I can imagine folks stuck yet again in traffic fuming: “Just what we need – more talk and study on North Shore congestion. What we need is action!”
I understand why that might well be the response of some to news this week of the establishment of the Integrated North Shore Transportation Planning Process. “Analysis paralysis” is the last thing we need in the face of our community’s crippling traffic problems.
But I’m a strong supporter of this new process and will be an active partner – along with my MP colleagues Pam Goldsmith-Jones and Terry Beech – on behalf of the federal government because this process addresses one of the root causes of the issue – the myriad of governments and agencies involved in transportation planning on the North Shore (and in Metro Vancouver more generally) not talking to each other, over the years, in a sufficiently coordinated way.
Collective vision urgently required
For example, at present there is no agreed upon, collective vision between these bodies on what a long-term transportation plan for the North Shore ought to look like. One of the consequences of this is the difficulty it presents for all North Shore elected officials to successfully advocate for the funding required to implement such a vision.
In case you missed it, the line-up of core partners for this new process initiative is impressive: the three North Shore municipalities, the provincial and federal governments and Translink. Special partners to be invited will include the Squamish and Tsleil-Waututh governments, the Port of Vancouver, Metro Vancouver, CN Railway and more.
Elements of the mandate of the inter-jurisdictional Staff Working Group for this initiative, as outlined in the terms of reference, provide a sense of the objectives:
Aim to improve the movement of people and goods on and off the North Shore as well as within the North Shore while taking into account local community development plans;
Provide proposals and recommendations… based on data and modern day best practices that are free from political interpretation and influence.
The timeline for this process is appropriately aggressive – a final report is due in June with recommendations that can be incorporated into Translink’s 30-year Regional Transportation Strategy update which is being developed this year.
But, at the risk of stating the obvious, a 30-year horizon for a fix is not feasible. The economic and personal costs and consequences of this issue are all-too painfully significant and accelerating.
One need look no further than a just-released North Vancouver Chamber of Commerce survey of 150 owners and managers of some of North Vancouver’s larger employers:
40 percent said they are giving consideration to relocating from the North Shore
74% percent reported that traffic congestion is negatively impacting their ability to retain employees with 84% saying it is hurting their ability to attract new employees.
To its credit, the Chamber and Economic Partnership North Vancouver are proactively enlisting the business community to participate in an action plan which includes working with major employers in geographic hubs to find short and medium term solutions and sharing HR policies that support transit, carpooling and vanpooling.

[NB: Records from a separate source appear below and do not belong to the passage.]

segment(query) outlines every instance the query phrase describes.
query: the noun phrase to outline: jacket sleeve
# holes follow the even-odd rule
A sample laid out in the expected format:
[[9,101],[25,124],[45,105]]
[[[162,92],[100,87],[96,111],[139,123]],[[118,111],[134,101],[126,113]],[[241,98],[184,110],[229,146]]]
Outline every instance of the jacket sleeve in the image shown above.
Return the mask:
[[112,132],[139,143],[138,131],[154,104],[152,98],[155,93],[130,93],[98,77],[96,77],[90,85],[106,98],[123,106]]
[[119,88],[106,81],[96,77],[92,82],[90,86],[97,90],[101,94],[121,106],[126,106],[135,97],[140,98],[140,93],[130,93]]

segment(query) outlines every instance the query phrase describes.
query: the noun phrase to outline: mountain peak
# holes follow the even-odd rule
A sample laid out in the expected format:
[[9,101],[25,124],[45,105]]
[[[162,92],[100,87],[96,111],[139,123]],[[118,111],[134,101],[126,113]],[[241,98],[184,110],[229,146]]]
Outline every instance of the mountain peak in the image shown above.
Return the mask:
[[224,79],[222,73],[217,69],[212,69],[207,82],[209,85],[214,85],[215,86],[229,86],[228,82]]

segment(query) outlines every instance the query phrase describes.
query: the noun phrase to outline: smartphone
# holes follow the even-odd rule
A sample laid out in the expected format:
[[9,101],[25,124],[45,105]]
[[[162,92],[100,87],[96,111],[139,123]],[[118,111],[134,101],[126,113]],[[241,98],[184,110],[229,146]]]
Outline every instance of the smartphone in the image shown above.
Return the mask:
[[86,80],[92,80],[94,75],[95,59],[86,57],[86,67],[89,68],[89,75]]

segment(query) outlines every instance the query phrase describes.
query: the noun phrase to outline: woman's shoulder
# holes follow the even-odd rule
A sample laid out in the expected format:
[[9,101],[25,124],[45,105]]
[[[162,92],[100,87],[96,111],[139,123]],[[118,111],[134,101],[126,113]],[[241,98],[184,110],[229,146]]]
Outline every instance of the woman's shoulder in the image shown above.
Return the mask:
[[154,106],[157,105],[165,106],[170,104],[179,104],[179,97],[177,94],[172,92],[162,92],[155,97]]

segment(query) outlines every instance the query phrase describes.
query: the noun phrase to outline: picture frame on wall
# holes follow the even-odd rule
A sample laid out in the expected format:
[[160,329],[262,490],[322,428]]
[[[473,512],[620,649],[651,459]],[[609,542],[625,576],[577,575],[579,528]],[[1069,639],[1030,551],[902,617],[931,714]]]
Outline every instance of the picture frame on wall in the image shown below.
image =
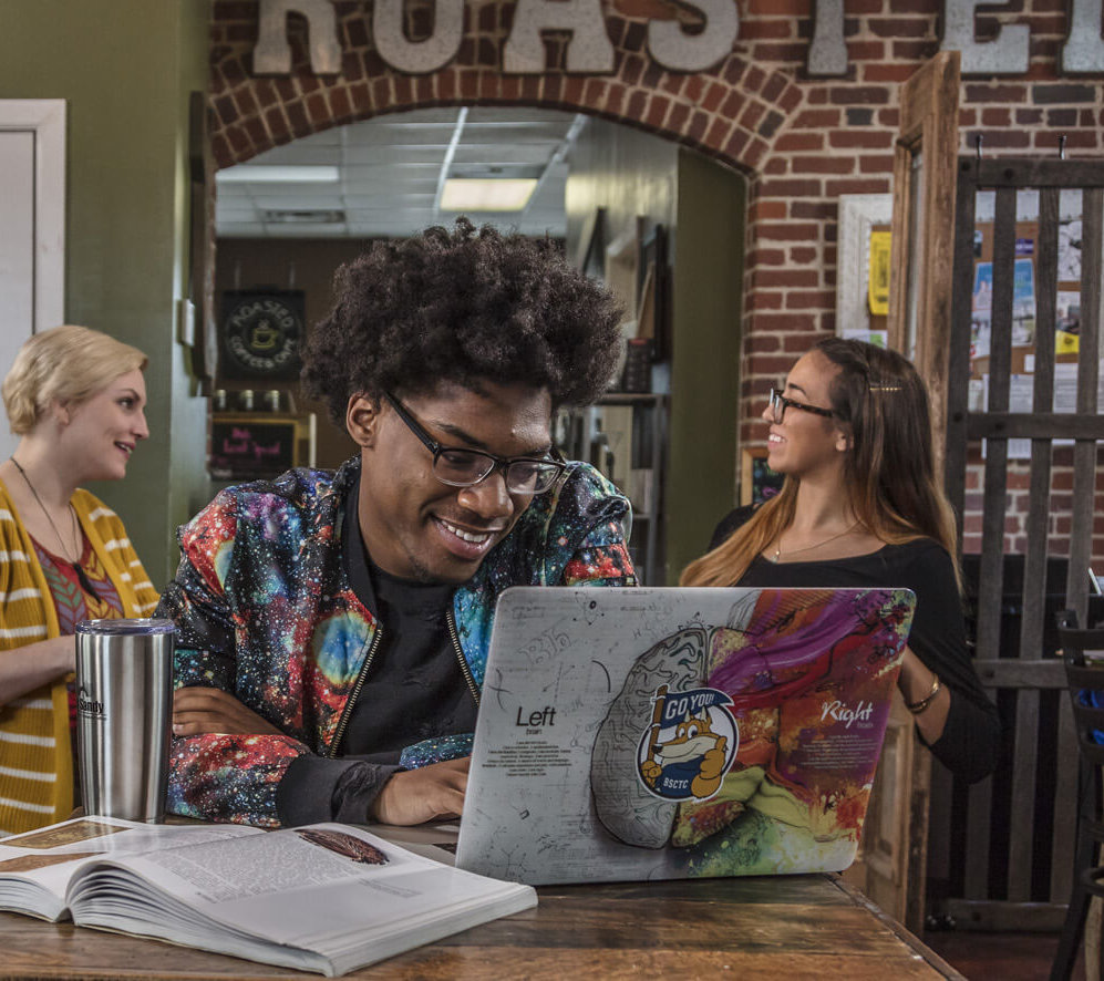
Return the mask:
[[886,345],[885,330],[871,329],[870,259],[875,230],[888,229],[893,219],[891,194],[839,196],[836,333],[842,338]]

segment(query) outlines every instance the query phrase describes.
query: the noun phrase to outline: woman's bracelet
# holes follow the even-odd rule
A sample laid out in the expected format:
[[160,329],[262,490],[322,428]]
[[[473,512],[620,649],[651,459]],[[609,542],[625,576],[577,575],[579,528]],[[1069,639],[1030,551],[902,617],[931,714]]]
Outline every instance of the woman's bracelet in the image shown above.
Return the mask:
[[919,702],[906,702],[905,708],[908,709],[914,715],[919,715],[928,705],[931,704],[932,699],[939,694],[939,689],[942,685],[939,683],[939,675],[931,675],[931,691],[928,692]]

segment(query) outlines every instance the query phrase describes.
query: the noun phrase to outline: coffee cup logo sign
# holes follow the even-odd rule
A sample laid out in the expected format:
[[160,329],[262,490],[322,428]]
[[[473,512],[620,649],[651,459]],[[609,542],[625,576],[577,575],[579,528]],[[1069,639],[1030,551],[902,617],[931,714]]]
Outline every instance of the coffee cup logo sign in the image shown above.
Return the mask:
[[[365,27],[380,58],[398,72],[424,74],[445,68],[464,40],[465,0],[434,0],[433,33],[411,41],[404,31],[404,0],[374,0],[365,7]],[[1001,0],[943,0],[941,23],[943,51],[962,52],[962,74],[1024,74],[1028,71],[1030,28],[1004,24],[997,33],[977,40],[978,8],[1001,7]],[[735,0],[682,0],[694,23],[688,32],[681,20],[649,20],[648,55],[672,72],[704,72],[732,51],[740,37]],[[1104,0],[1071,0],[1066,40],[1062,48],[1062,74],[1104,71],[1101,37]],[[369,14],[369,10],[371,13]],[[309,27],[311,70],[319,75],[341,72],[341,43],[332,0],[260,0],[258,39],[254,48],[254,74],[286,75],[291,72],[291,47],[287,39],[289,13],[306,18]],[[813,29],[806,71],[813,78],[846,75],[843,0],[817,0],[813,4]],[[548,70],[541,33],[567,32],[566,69],[571,73],[612,74],[613,45],[606,31],[602,0],[517,0],[514,21],[503,45],[505,73],[540,74]]]
[[302,323],[280,297],[251,296],[230,307],[223,322],[228,368],[246,376],[295,378]]

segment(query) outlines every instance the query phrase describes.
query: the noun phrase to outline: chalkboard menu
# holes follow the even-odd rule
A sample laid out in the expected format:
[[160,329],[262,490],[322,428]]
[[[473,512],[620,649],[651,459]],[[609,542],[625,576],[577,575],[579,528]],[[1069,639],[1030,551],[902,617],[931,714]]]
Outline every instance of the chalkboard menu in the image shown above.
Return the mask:
[[257,479],[312,465],[313,423],[312,414],[216,413],[210,426],[210,475]]

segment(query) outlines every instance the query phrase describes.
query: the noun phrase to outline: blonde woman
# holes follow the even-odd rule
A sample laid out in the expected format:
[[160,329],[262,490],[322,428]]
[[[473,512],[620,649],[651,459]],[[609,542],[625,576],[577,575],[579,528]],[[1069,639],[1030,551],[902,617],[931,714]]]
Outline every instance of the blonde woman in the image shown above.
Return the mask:
[[928,395],[900,354],[830,338],[763,412],[781,493],[718,526],[683,586],[902,586],[917,607],[898,686],[920,736],[968,781],[991,773],[997,709],[970,660],[955,518],[936,483]]
[[16,452],[0,463],[0,834],[73,809],[73,631],[149,616],[157,592],[114,512],[80,485],[118,481],[145,420],[145,354],[58,327],[3,381]]

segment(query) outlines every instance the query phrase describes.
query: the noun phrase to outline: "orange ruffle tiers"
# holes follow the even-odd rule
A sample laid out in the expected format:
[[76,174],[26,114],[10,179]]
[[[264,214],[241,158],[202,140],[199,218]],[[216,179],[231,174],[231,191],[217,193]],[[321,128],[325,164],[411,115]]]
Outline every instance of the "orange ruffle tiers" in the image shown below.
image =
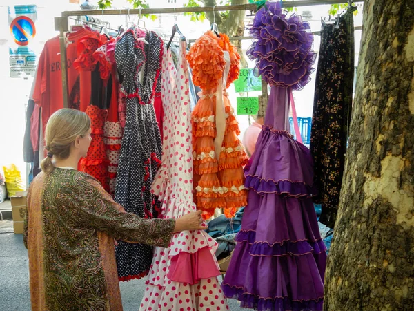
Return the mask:
[[226,217],[232,217],[237,209],[247,204],[243,167],[247,156],[239,135],[239,124],[226,92],[223,104],[226,129],[217,160],[215,148],[216,130],[216,96],[220,79],[223,79],[226,62],[224,51],[230,55],[230,68],[227,87],[239,73],[240,56],[228,37],[219,38],[208,31],[191,47],[187,60],[193,69],[193,80],[204,91],[192,113],[194,186],[198,209],[204,211],[204,219],[214,214],[216,208],[224,209]]

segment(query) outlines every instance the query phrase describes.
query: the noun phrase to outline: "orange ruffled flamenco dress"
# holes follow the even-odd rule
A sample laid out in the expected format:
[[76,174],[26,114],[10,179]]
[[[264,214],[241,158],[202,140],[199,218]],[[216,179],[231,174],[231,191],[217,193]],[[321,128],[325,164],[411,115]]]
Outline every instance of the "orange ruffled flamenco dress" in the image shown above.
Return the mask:
[[192,113],[194,187],[208,219],[216,208],[232,217],[247,204],[243,167],[247,156],[226,88],[239,77],[240,55],[228,37],[208,31],[190,49],[194,84],[202,91]]

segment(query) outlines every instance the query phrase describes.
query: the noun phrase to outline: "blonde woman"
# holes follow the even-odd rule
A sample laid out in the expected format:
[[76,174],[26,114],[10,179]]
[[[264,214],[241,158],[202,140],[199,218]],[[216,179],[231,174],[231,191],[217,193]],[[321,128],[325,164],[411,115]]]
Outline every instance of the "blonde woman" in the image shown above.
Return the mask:
[[200,211],[177,220],[126,213],[77,170],[90,135],[89,117],[75,109],[46,126],[48,157],[29,188],[24,230],[33,310],[121,310],[114,238],[167,247],[174,232],[206,229]]

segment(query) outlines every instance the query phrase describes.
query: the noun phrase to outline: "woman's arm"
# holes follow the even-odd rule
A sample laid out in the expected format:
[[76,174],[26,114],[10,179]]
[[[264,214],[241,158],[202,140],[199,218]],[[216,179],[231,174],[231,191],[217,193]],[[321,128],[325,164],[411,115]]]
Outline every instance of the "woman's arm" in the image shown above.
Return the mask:
[[126,213],[96,180],[85,179],[79,188],[68,194],[66,203],[72,214],[84,225],[104,232],[117,240],[166,247],[173,232],[204,229],[201,211],[181,218],[144,219]]
[[74,189],[74,193],[68,194],[66,202],[62,202],[78,221],[117,240],[168,246],[175,228],[175,220],[144,219],[126,213],[97,180],[90,178],[81,182],[80,191]]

At the end of the day, what is needed is an approach that looks at short, medium and long term improvements which fit together as an overall transportation plan for the North Shore. Elements of such a plan already exist – near term improvements are taking place to Seabus service and to bus services on the North Shore. In the medium term, work underway to separate north-south bridge traffic from east-west North Shore traffic at the Lynn Creek Bridge and improvements to the Highway #1 overpass system will make an important contribution. However, a comprehensive, multi-faceted longer term vision is required.
The launch of the Integrated North Shore Transportation Planning Process is a signal that all levels of government recognize that we need to up our game to a new unprecedented level of urgency, collaboration, innovation and resolve.